This report utilizes the IPEDS data center by querying colleges that are degree earning, in Minnesota, and are 4 year + focusing on the number of students receiving bachelor degrees and the number of students enrolled.
A simple linear regression is fitted to the data for the number of students receiving bachelors degrees by the number of students enrolled.
Load and clean the data:
NumBach <- read.csv("C:/Users/Konzert/Documents/IPEDS/RecBach.csv", header = T)
colnames(NumBach)[4] <- "ReceivingBachelorDegree"
NumBach <- NumBach[,-1];
Enr <- read.csv("C:/Users/Konzert/Documents/IPEDS/Enrollment.csv", header = T)
colnames(Enr)[4] <- "Enrolled"
Com <- merge(NumBach, Enr, by="institution.name")
fit <-lm(Com$Enrolled ~ Com$ReceivingBachelorDegree)

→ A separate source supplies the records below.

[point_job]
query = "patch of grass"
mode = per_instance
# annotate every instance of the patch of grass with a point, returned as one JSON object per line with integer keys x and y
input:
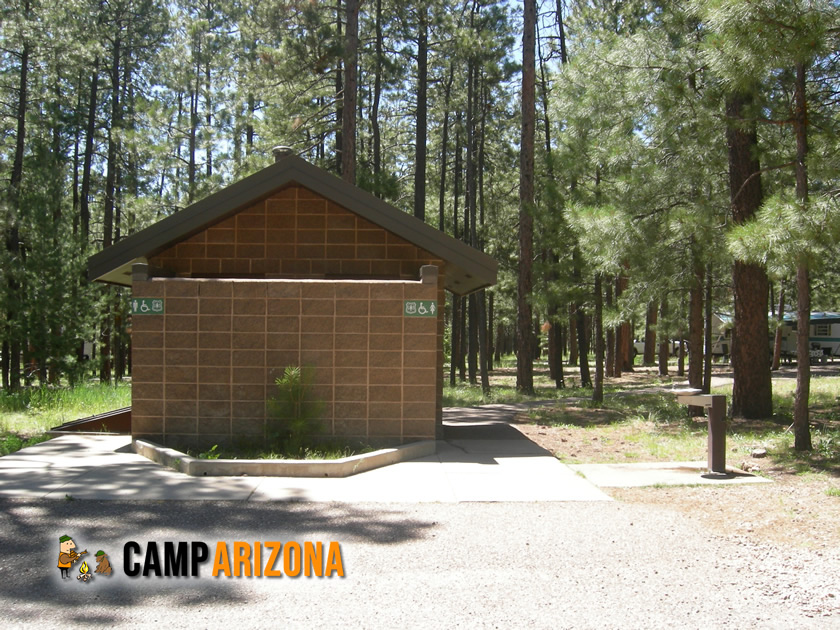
{"x": 329, "y": 450}
{"x": 34, "y": 410}
{"x": 12, "y": 442}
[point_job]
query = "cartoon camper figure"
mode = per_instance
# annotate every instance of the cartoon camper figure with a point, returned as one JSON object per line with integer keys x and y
{"x": 67, "y": 555}
{"x": 102, "y": 564}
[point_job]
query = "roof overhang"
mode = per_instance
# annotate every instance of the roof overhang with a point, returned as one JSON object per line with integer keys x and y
{"x": 467, "y": 269}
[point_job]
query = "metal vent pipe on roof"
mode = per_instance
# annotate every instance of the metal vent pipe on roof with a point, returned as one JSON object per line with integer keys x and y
{"x": 281, "y": 152}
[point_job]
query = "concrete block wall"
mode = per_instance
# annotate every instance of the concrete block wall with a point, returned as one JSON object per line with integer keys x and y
{"x": 202, "y": 372}
{"x": 297, "y": 233}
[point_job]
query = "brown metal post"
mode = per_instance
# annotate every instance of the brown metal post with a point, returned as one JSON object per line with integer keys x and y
{"x": 717, "y": 434}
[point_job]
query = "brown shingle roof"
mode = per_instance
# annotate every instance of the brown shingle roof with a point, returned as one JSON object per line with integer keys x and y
{"x": 467, "y": 269}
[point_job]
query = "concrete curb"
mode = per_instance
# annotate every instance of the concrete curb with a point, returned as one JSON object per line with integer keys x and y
{"x": 344, "y": 467}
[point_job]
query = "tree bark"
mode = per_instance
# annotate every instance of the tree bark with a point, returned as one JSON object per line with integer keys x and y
{"x": 87, "y": 162}
{"x": 598, "y": 390}
{"x": 695, "y": 334}
{"x": 707, "y": 359}
{"x": 348, "y": 119}
{"x": 12, "y": 340}
{"x": 751, "y": 393}
{"x": 801, "y": 421}
{"x": 421, "y": 125}
{"x": 525, "y": 364}
{"x": 610, "y": 350}
{"x": 664, "y": 342}
{"x": 777, "y": 341}
{"x": 650, "y": 334}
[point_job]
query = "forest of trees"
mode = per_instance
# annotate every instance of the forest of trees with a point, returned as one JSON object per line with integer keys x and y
{"x": 633, "y": 165}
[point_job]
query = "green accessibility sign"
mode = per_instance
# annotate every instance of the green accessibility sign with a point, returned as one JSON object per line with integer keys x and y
{"x": 146, "y": 306}
{"x": 420, "y": 308}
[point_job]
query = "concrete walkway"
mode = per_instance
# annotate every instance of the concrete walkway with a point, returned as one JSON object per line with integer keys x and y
{"x": 482, "y": 458}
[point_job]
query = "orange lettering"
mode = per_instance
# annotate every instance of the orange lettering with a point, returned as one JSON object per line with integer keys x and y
{"x": 221, "y": 561}
{"x": 275, "y": 547}
{"x": 313, "y": 558}
{"x": 334, "y": 560}
{"x": 241, "y": 559}
{"x": 291, "y": 562}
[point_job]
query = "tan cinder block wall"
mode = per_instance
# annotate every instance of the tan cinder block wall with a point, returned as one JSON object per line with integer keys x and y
{"x": 202, "y": 372}
{"x": 297, "y": 233}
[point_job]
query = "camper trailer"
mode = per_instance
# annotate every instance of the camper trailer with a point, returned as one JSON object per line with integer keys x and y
{"x": 823, "y": 336}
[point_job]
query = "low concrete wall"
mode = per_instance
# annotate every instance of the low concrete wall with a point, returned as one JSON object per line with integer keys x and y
{"x": 344, "y": 467}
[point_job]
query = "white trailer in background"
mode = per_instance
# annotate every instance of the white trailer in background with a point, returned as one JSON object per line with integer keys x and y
{"x": 823, "y": 335}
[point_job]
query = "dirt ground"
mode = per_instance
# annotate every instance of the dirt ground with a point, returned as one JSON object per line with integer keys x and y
{"x": 794, "y": 510}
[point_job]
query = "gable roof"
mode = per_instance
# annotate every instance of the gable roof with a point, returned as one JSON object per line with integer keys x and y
{"x": 467, "y": 268}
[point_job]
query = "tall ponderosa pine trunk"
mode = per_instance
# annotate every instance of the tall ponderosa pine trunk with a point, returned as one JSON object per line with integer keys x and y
{"x": 598, "y": 390}
{"x": 377, "y": 96}
{"x": 802, "y": 428}
{"x": 87, "y": 163}
{"x": 524, "y": 342}
{"x": 777, "y": 341}
{"x": 11, "y": 337}
{"x": 339, "y": 95}
{"x": 664, "y": 342}
{"x": 707, "y": 359}
{"x": 751, "y": 393}
{"x": 650, "y": 334}
{"x": 348, "y": 118}
{"x": 695, "y": 333}
{"x": 610, "y": 340}
{"x": 420, "y": 128}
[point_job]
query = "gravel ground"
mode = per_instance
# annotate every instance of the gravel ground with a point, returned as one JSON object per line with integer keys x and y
{"x": 548, "y": 565}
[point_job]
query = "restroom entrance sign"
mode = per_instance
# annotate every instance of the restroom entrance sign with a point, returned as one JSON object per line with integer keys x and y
{"x": 420, "y": 308}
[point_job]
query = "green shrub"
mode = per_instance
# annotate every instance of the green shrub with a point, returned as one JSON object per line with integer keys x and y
{"x": 295, "y": 417}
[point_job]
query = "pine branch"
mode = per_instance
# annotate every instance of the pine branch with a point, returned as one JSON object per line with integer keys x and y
{"x": 759, "y": 172}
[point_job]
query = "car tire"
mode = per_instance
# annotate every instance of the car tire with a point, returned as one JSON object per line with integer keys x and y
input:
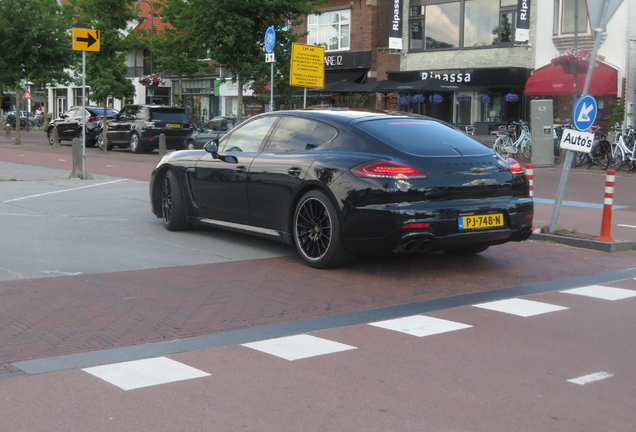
{"x": 173, "y": 209}
{"x": 318, "y": 234}
{"x": 135, "y": 143}
{"x": 468, "y": 250}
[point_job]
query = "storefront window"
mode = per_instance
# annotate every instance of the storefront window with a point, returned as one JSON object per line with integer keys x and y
{"x": 330, "y": 30}
{"x": 434, "y": 25}
{"x": 481, "y": 23}
{"x": 567, "y": 23}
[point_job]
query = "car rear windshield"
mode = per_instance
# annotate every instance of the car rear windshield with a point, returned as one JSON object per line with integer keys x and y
{"x": 169, "y": 115}
{"x": 99, "y": 112}
{"x": 421, "y": 137}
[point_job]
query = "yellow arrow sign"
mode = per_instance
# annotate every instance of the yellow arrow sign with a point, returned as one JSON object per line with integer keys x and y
{"x": 85, "y": 40}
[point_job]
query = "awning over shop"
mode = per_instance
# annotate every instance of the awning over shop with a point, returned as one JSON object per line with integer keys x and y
{"x": 552, "y": 81}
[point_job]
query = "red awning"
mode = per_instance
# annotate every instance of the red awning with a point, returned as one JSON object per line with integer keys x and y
{"x": 552, "y": 81}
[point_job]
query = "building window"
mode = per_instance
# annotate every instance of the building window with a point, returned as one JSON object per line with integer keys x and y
{"x": 330, "y": 29}
{"x": 567, "y": 18}
{"x": 435, "y": 25}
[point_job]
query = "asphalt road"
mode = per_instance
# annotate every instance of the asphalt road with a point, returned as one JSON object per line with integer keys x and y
{"x": 90, "y": 281}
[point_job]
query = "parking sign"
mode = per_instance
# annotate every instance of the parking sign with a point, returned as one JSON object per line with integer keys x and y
{"x": 584, "y": 112}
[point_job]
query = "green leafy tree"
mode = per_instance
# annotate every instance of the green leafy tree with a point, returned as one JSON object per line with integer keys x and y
{"x": 36, "y": 45}
{"x": 106, "y": 69}
{"x": 177, "y": 52}
{"x": 232, "y": 32}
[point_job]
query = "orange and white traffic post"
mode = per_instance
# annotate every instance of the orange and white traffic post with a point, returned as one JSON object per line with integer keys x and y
{"x": 606, "y": 224}
{"x": 530, "y": 175}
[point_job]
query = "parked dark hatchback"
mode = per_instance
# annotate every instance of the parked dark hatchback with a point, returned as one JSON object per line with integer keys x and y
{"x": 139, "y": 127}
{"x": 69, "y": 125}
{"x": 339, "y": 183}
{"x": 215, "y": 128}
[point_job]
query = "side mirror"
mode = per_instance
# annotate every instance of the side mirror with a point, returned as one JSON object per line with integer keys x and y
{"x": 212, "y": 147}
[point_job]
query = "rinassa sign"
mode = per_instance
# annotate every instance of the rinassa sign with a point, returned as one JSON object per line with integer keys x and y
{"x": 395, "y": 31}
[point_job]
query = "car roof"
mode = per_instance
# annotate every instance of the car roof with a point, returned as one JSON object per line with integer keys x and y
{"x": 345, "y": 115}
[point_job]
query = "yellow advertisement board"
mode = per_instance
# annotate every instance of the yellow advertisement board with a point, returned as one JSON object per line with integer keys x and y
{"x": 308, "y": 66}
{"x": 86, "y": 40}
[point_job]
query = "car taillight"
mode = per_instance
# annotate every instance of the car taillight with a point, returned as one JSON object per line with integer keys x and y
{"x": 515, "y": 167}
{"x": 386, "y": 169}
{"x": 416, "y": 225}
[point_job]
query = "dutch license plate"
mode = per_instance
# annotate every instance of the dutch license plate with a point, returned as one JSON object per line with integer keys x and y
{"x": 481, "y": 221}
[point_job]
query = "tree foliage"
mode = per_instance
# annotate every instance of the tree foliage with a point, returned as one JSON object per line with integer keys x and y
{"x": 35, "y": 37}
{"x": 177, "y": 52}
{"x": 36, "y": 45}
{"x": 232, "y": 32}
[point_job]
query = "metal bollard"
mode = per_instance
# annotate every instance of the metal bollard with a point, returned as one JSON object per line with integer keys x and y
{"x": 55, "y": 137}
{"x": 162, "y": 145}
{"x": 77, "y": 159}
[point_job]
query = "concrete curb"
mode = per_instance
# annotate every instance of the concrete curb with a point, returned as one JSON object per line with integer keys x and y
{"x": 616, "y": 246}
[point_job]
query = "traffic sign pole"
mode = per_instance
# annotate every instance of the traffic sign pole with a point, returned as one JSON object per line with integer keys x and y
{"x": 83, "y": 115}
{"x": 270, "y": 41}
{"x": 583, "y": 116}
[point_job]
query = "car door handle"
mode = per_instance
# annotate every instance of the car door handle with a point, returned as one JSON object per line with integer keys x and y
{"x": 294, "y": 171}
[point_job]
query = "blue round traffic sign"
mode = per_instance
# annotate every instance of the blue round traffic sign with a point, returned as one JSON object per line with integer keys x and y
{"x": 270, "y": 39}
{"x": 584, "y": 112}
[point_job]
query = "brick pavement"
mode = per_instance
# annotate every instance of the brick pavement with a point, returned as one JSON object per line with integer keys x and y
{"x": 64, "y": 315}
{"x": 70, "y": 314}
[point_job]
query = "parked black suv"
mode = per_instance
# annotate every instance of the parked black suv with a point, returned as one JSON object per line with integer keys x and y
{"x": 69, "y": 125}
{"x": 139, "y": 127}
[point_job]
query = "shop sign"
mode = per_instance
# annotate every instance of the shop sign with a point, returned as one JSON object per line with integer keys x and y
{"x": 348, "y": 60}
{"x": 522, "y": 32}
{"x": 395, "y": 31}
{"x": 450, "y": 77}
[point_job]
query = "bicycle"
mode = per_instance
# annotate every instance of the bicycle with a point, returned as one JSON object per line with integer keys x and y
{"x": 506, "y": 144}
{"x": 599, "y": 152}
{"x": 623, "y": 151}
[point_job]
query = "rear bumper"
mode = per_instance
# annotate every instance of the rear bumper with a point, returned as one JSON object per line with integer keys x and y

About 94% of the variation in the number of students receiving bachelor degrees can explained by the number of students enrolled:
cor(Com$Enrolled, Com$ReceivingBachelorDegree)
## [1] 0.9352774
Data Visualization:
p <- qplot(Enrolled, ReceivingBachelorDegree, colour=institution.name, data = Com)
p = p + geom_smooth(aes(group = 1), method="lm", fullrange=TRUE)
p = p + ggtitle("Number of Students Receiving Bachelor Degrees \
by Number of Students Enrolled")
p